Merhaba,

maaşallah iki gün mailleri cevaplamadım, herkes uçmuş.

Başka kimlere kızdığımı kafalarını kopardığımı söyleyeyim de, işten
atacağınıza hiç almayın daha iyi:

- İş yerinde gerekenden bir dakika daha fazla zaman geçirenler. Günde
sekiz saatten (yemek molaları da dahil) fazla büroda oturanları her
ayın sonunda büroma çağırıp iyi bir haşlıyorum.

- Gecenin köründe mail atanlar. İnsanlarla çalışmak istiyorum,
vampirlerle değil.

- Verdiğim kişisel kullanım bütçesini iş için kullananlar. (Her
programcıya maaşlarının dışında yıllık 1000 EURO harcama hakkı veriyorum,
harcamayla ilgili iki şartım var: İş için harcamayacaksın ve kişisel
gelişimine katkı yapacak bir şeye harcayacaksın.) Tutup test için
ikinci bir bilgisayar alan azarı işitirken, kendine gitar alan, rüzgar
sörfü kursuna yazılan aferini alıyor.

- Şirketin sosyal aktivitelerine katılmamayı düzenli hale getirenler.

- Öğle yemeği sırasında da çalışanlar ve/veya öğle yemeğini grupla
beraber yemeyenler. Öğle yemeğinde iş konuşanlar.

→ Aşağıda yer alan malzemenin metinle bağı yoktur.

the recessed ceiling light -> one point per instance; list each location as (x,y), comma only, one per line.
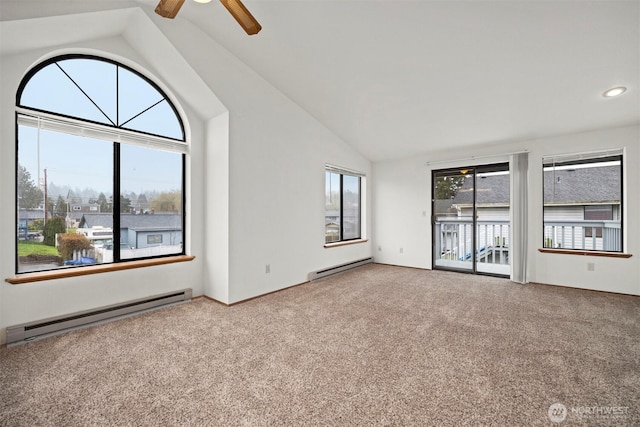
(615,91)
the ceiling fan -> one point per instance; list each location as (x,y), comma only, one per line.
(170,8)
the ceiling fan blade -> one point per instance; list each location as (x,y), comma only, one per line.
(169,8)
(243,16)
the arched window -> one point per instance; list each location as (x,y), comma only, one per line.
(100,164)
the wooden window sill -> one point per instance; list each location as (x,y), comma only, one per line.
(347,242)
(95,269)
(587,253)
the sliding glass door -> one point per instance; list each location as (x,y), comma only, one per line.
(471,219)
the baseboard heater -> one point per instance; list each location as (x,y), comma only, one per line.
(56,325)
(314,275)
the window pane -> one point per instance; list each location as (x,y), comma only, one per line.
(67,174)
(68,181)
(144,109)
(332,207)
(98,80)
(51,90)
(350,207)
(150,202)
(583,205)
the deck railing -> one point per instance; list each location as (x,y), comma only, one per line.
(453,237)
(583,235)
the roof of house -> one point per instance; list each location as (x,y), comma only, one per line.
(30,213)
(155,221)
(562,187)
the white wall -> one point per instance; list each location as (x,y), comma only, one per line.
(402,209)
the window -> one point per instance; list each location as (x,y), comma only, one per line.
(583,202)
(342,205)
(100,165)
(154,239)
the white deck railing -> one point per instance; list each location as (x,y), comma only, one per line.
(453,237)
(583,235)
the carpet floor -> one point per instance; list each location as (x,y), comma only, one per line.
(378,345)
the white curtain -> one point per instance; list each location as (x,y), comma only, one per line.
(519,172)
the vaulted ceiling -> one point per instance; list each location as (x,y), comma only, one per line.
(395,78)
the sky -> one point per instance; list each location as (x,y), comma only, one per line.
(80,162)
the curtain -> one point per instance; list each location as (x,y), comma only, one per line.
(519,172)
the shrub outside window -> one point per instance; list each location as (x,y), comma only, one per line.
(100,166)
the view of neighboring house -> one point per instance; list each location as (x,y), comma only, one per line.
(140,231)
(581,211)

- Rapor toplantılarında teknik detay anlatmaya kalkanlar.

- Bir şeyi nasıl programlaması gerektiğini gelip bana soranlar.

Ve evet, daha önce söylediğimi yine tekrar edeyim, programlama
sürecinde önceden belirlenmiş çerçevenin dışında program, toolchain
vs. kullananlar.
Herkesin kullandığı sıradan ofis programlarının yerine kafasına göre
başka şeyler kullananlar.
Burada bunu ideolojik bir nedenle yapıp yapmamasının önemi yok.

Bir programcının programlama sürecindeki görevi kendisine verilen işi,
kendisine verilen programlarla, kendisine verilen sürede yapmaktır.
Nokta. Burada programcıların hiç bir özgürlüğü yoktur. Bunun sebebi,
"geliştirme" ve "programlama" süreçlerini birbirinden ayrı tutuyor
olmamız. Geliştirme sürecinde işin bütününü bölebildiğimiz en küçük
parçaya kadar bölüyoruz. Her parçanın kim tarafından, ne zaman, nasıl
yapılacağı, hangi dil, plugin, framework, compiler vs. vs.
kullanılacağına karar veriyoruz. Bu süreçte herkes her şekilde fikrini
söylemekte, savunmakta, hoşuna gitmeyen işi yapmayı reddetmekte özgür.
Bu süreç boyunca tek işi bu konuşulanları dökümante edip görevleri
UML'e dökmek olan bir kişi var, bu kişi daha sonra o işin Bugmaster'ı
olarak çalışıyor, programlama yapmıyor. Tartışmanın çok uzadığı bazı
durumlarda oylama bile yapıyoruz, son kararı programın bütçesinden
sorumlu olduğum için ben veriyorum. Ama bugüne kadar "patron benim bu
böyle yapılacak" diye masaya vurmamı gerektirecek bir durum olmadı.
Karar verildikten sonra tartışma bitiyor, esneklik ve özgürlük de.
İşin bizim uzmanlık alanımıza girmeyen kısımları UML'le dökümante
edildiği şekilde outsource ediliyor. Karşı taraftan da bizimle aynı
disiplinde çalışmasını bekliyoruz. Programlama süreci bittiğinde parti
veriyoruz, içiyoruz, eğleniyoruz. Çok büyük bir iş çıkmışsa daha büyük
bir aktivite yapıyoruz. Mesela iki hafta önce Segway'le Harz
dağlarında tur attık, 5 saat kadar Segway'le gezdik, sonra şehir turu,
akşam da yemek müzik içki vs. Tüm masrafları şirket karşıladı.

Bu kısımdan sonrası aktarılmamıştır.